Sumber: KONTAN | Editor: Test Test
JAKARTA. Setelah terpukul dengan kenaikan harga minyak mentah dipasar internasional, produsen hulu baja kembali terpukul akibat kenaikan harga baja. Kenaikan baja ini di indikasikan akan mengancam industri yang mengkonsumsi baja.
Ahmad Safiun, Ketua Umum Asosiasi Industri Pengecoran Logam Indonesia mengatakan kenaikan baja akan menggencet anggota asosiasinya. Pasalnya, kenaikan harga minyak mentah telah membuat para industri menjerit.
Menurut Safiun, biaya produksi industri pengecoran adalah sebesar 10%-15% saat harga minyak sebesar US$ 40 per barel. Namun, setelah harga minyak menembus US$ 120 per barel, membuat biaya industri pengecoran naik empat kali lipat.
Sementara itu, biaya bahan baku baja menguras hampir 40%-60% dari biaya produksinya. Nah, kenaikan harga baja saat ini kembali menaikkan beban biaya produksi. "Rata-rata biaya produksi naik sebesar 10%-15% akibat kenaikan harga baja," katanya.
Tidak ada pilihan lain bagi industri selain menaikkan harga jual. Sayangnya, melemahnya daya beli membuat industri ini semakin terpuruk. Menurut Safiun, sudah banyak anggotanya yang menutup industrinya.
Asal tahu saja, harga Hot Rolled Coils (HRC) alias baja lembaran panas pada awal Januari masih sebesar US$ 690-US$ 730 per ton. Namun, pada Juni sudah melesat menjadi US$ 1.150 per ton. Sementara harga wire rod baru sebesar US$ 750 per ton-US$ 770, namun pada Juni sudah mencapai US$ 1.090 per ton-US$ 1.120 per ton.
Safiun malah menegaskan kenaikan harga ini diperkirakan akan membuat para produsen hilir baja akan mengekspornya ketimbang menjualnya dipasar domestik. Karena harga baja dipasar internasional akan mendatangkan keuntungan yang lebih besar. "Penjualan baja sudah sangat bebas," tegasnya.
Wing Wiryawan, Ketua Umum Asosiasi Produsen Galangan Kapal Indonesia menegaskan kenaikan bahan baku membuat industrinya kewalahan. Pasalnya, kenaikan baja saat ini menaikkan beban biaya produksi sebesar 20%. "Ini sangat mengganggu industri galangan kapal," katanya.
Wing membenarkan jika ada produsen baja yang lebih memilih menjualnya di pasar internasional dari pada di dalam negeri. Namun, ia mengaku tidak mengetahui berapa banyak jumlah baja yang akan diekspor. "Saya belum tahu jumlahnya," tuturnya.

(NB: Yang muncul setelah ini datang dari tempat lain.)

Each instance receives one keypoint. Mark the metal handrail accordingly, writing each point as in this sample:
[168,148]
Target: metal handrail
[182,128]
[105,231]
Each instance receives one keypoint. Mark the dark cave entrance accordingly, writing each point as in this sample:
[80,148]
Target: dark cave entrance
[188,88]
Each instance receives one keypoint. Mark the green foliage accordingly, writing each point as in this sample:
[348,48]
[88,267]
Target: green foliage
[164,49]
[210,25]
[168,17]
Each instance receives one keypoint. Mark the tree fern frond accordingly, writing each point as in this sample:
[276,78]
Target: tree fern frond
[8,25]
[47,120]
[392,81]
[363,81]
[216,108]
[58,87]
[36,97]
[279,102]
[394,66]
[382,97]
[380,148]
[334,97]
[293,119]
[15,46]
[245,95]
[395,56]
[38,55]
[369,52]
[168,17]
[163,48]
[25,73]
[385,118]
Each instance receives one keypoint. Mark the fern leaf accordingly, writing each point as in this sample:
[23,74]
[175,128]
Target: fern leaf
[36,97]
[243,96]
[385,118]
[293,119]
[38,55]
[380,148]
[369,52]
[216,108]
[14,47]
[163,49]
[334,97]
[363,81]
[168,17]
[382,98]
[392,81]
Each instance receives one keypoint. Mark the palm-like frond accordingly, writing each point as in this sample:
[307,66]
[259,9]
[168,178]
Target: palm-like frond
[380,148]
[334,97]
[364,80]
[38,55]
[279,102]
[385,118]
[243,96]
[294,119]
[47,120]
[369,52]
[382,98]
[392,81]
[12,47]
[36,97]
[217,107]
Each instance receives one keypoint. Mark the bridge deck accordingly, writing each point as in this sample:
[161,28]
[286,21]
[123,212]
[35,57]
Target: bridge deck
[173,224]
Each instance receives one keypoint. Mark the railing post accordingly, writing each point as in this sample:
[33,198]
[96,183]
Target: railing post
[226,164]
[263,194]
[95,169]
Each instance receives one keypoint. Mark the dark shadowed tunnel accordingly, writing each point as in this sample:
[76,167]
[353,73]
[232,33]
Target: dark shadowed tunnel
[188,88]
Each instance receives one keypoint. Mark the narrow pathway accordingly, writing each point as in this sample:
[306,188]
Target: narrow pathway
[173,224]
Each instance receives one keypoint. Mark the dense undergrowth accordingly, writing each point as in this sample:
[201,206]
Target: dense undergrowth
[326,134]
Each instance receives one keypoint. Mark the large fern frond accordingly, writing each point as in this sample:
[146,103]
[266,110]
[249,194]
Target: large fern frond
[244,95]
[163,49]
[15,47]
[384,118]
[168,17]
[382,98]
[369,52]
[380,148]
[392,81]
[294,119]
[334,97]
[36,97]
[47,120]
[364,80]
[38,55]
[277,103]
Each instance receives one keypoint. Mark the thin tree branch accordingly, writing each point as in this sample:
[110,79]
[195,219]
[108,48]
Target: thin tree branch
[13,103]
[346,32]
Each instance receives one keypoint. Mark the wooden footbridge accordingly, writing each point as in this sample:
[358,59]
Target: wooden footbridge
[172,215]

Sekedar mengingatkan, Departemen Perindustrian (Depperin) memperkirakan tahun ini Indonesia akan melakukan impor baja sebanyak 2 juta ton hingga 2,5 juta ton. Pasalnya, produksi baja nasional diperkirakan hanya mencapai 4,5 juta hingga 5 juta ton, sementara konsumsinya diperkirakan mencapai 7 juta ton.
Ario N Sentiantoro, Ketua Umum Ikatan Produsen Paku dan Kawat Indonesia juga mengatakan hal senada. Menurutnya, kenaikan bahan baku membuat pasokan bahan baku paku dan kawat alias wire rod menghilang dari pasaran. Sehingga, produsen paku telah memangkas produksinya hingga 40%. "Kita masih bahas dengan produsen wire rod," katanya singkat.
Irvan Kamal, Direktur Pemasaran PT Krakatau Steel (KS) menegaskan perusahaannya tetap akan memasok kebutuhan baja nasional. "Kita harus memntingkan pasar domestik," tegasnya. Menurutnya, PT KS tetap berencana menaikkan harga jual HRC dalam negeri sebesar 10% menjadi Rp 11.700 per kilogram (Kg). Namun, kenaikan baja ini akan dipercepat olehnya dari Agustus menjadi akhir Juni 2008 lalu. "Kita akan pantau terus kenaikan baja dunia," paparnya.